The 5 Easter Candies No One Wants- Even at 90% Off

Yesterday I was at a drug store, when I saw this sad little section of the worst leftover Easter candy….Put that ish away, Walgreens! Ain’t nobody want this candy!

5. Chocolate “Flavored” Bunny

If you buy this for someone at Easter, it means you hate them; real chocolate is like $1 more! I know I like my chocolate to taste like plastic and give me an immediate headache, but not everyone feels that way.

4. Black Jelly Beans

No one likes black jelly beans. NO ONE. And if you say you do, quit lying to yourself: you tolerate black jelly beans. Also, thanks for making them Easter-themed (love that “Easter” mascot), but jelly bird eggs?

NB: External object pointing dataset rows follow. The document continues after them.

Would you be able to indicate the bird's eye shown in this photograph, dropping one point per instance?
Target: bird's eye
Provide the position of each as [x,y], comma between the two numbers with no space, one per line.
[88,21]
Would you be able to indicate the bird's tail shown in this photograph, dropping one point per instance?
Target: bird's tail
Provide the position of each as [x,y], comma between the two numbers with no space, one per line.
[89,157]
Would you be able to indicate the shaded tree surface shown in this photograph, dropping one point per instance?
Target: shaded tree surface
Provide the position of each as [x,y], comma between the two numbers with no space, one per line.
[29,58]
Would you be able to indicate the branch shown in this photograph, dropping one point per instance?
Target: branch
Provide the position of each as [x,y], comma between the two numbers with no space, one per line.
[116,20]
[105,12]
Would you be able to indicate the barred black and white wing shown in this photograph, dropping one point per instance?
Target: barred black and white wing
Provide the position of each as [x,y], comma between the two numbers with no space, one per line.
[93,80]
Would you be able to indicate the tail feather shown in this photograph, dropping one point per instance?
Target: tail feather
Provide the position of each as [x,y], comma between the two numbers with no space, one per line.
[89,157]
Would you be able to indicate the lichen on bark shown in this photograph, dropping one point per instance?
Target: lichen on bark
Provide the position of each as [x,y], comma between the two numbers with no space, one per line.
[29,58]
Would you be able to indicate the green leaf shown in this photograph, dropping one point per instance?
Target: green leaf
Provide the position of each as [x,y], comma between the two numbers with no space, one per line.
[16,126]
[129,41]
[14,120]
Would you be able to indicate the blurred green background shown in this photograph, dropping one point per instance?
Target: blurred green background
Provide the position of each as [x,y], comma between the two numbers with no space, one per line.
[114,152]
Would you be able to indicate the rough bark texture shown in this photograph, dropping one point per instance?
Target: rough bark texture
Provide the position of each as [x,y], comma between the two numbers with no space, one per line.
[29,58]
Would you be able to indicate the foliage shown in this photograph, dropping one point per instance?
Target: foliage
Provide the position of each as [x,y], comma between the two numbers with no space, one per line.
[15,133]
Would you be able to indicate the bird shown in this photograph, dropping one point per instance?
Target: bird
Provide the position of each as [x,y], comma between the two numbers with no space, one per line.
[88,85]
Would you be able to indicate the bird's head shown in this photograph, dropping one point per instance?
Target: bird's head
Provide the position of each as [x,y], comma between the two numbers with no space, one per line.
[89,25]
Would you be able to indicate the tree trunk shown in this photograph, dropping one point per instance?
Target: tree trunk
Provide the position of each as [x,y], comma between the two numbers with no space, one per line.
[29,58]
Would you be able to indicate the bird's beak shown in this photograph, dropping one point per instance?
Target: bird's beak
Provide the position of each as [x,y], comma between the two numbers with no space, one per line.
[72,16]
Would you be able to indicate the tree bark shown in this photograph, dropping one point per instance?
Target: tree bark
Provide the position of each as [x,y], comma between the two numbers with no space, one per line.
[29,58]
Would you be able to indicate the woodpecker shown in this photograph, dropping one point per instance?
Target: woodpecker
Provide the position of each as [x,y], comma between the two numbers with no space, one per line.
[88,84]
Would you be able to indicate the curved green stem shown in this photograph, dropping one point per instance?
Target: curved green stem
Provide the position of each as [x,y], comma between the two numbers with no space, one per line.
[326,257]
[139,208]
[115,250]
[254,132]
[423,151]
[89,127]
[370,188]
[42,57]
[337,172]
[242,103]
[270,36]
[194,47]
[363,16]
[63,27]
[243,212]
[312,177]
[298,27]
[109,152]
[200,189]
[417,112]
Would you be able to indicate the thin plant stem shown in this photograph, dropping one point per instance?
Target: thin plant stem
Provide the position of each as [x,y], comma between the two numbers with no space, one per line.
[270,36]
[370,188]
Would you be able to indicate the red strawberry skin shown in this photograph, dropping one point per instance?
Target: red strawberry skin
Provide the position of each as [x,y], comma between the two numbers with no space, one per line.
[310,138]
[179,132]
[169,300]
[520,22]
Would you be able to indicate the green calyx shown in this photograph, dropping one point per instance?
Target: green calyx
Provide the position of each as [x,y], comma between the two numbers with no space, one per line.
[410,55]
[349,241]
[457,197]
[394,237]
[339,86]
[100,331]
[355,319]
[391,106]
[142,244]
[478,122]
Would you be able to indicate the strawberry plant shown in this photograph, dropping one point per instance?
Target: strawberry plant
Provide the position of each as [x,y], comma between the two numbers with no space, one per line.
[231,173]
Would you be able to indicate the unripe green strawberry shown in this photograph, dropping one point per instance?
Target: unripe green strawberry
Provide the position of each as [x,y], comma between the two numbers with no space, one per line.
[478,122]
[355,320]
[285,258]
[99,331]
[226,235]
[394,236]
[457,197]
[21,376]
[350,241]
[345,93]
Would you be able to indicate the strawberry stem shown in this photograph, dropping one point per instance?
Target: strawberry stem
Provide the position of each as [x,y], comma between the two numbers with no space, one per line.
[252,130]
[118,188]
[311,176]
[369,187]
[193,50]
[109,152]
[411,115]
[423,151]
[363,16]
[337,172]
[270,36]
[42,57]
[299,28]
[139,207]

Isn’t that a bit of a stretch? Just call them Jesus drops and be done with it.

3. Chicks and Rabbits

Although finding a way to make circus peanuts even more disgusting is a big undertaking, Brach’s did the next-to-impossible by dying styrofoam neon colors and smooshing them into creepy shapes. Circus peanuts: disappointing children since the 1940s.

2. Edible Easter Grass

Pssht, who needs wrappers for their candy? I prefer to eat mine after someone put their most likely dirty hands all over it, then let it sit out for a while. Who needs to diet when you can just have diarrhea!

1. Mallow Pals

 

See, I like marshmallows, but they don’t taste fake enough to me! That’s where Mallow Pals comes in. Tired of having to chew your marshmallow? Here- just shoot Pepto-colored slime into your mouth! That’s not a sugar rush you’re feeling- that’s the cancer forming!